Per me il concerto è il massimo dell’esercizio del privilegio. Da tempo posso contare su musicisti bravissimi, tecnici straordinari e, appunto, un pubblico che viene a festeggiarmi. Sono l’ospite d’onore di una festa in cui il mio unico compito è offrire una buona performance. Ma quello della prestazione è un tipo di ansia che non mi pesa più di tanto, anche se penso che tutto è ormai immortalato attimo per attimo dai telefonini e dalle telecamere. Ma tutto ciò è davvero un privilegio che mi godo sempre più fino in fondo.
Suo figlio Lenny ha suonato in ogni brano del nuovo album, ma sul palco non ci sarà. Perché?
In tour non suonerà perché c’è una macchina musicale già ben oliata, quella che ha appena suonato anche a San Siro e all’Olimpico.

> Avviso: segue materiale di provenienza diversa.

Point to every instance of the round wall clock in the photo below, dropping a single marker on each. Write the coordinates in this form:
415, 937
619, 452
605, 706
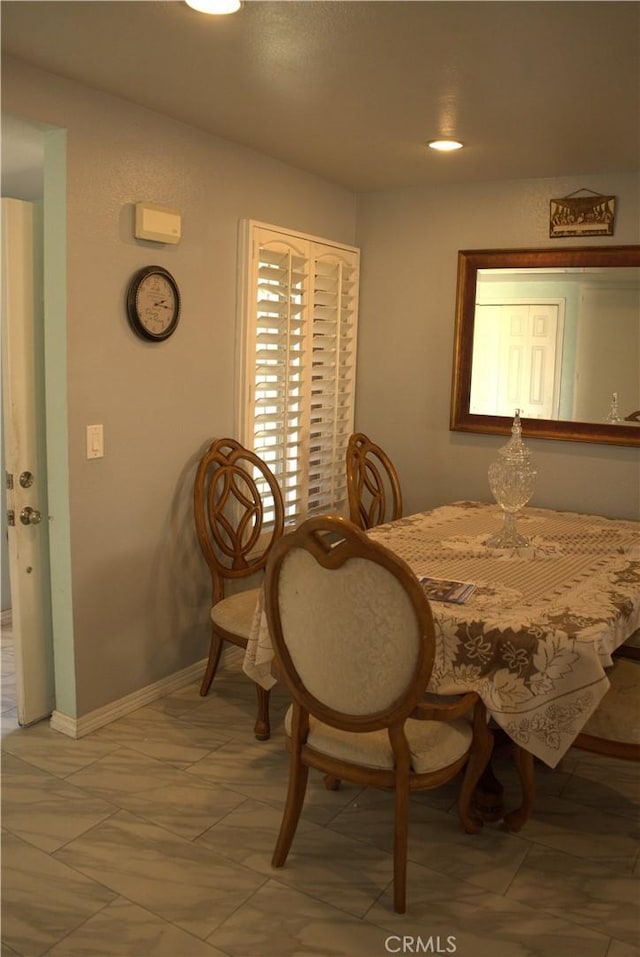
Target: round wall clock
153, 303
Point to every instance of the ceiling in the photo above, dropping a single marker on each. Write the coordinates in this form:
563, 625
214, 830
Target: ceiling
352, 91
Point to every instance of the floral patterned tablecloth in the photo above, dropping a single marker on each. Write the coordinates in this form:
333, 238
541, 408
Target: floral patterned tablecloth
537, 633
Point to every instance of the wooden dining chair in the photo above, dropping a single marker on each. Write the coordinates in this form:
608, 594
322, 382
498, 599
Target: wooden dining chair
239, 515
373, 486
354, 637
614, 727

Però confido che arriverà il giorno in cui sul palco sarà anche lui al mio fianco. Ha un talento naturale per la ritmica, conosce già molto bene la dinamica della batteria che è uno strumento difficilissimo. Del resto Lenny è stato reclutato dal produttore, notorio pignolo, perché riteneva che Lenny fosse il batterista giusto per questo album.

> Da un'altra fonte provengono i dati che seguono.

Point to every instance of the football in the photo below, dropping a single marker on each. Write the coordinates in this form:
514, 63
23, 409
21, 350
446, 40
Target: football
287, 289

Cos’ha provato a lavorare in studio di registrazione con suo figlio?
Da un lato ho vissuto questa esperienza con mio figlio professionalmente, trovando un tipo di comunicazione “altra” perché con la musica si comunica senza le parole. Dall’altro lato, avendo un mio personale studio di registrazione, ci siamo preso tutto il tempo che ci serviva discutendo molto con i collaboratori su ogni canzone e credo che Lenny non abbia mai avuto così tante informazioni su di me come in questa occasione. E’ stata una grande esperienza, un dialogo speciale. Un surplus di appartenenza.

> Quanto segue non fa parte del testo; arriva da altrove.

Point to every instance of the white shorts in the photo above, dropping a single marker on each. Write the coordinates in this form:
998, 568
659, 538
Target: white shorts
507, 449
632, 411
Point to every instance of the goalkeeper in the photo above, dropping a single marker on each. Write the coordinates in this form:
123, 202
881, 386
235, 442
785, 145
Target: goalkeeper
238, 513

Tema di fondo del disco, del resto...
Sì, il bisogno di appartenenza è richiamato proprio anche dal titolo dell’album, Dedicato a noi. Non è che io abbia ben chiaro il contorno di questo “noi”, ma sento il bisogno di chiamarci all’appello. Riconoscerci in una serie di valori e di convinzioni, ma anche di dubbi. Tenendo sempre presente che ognuno è unico, è però importante tornare insieme a mettere al centro alcune priorità in questa fase di emergenza sociale e umanitaria universale.
Una drammatica istantanea di questi nostri giorni che l’ha indotta a scrivere il brano Chissà se Dio si sente solo?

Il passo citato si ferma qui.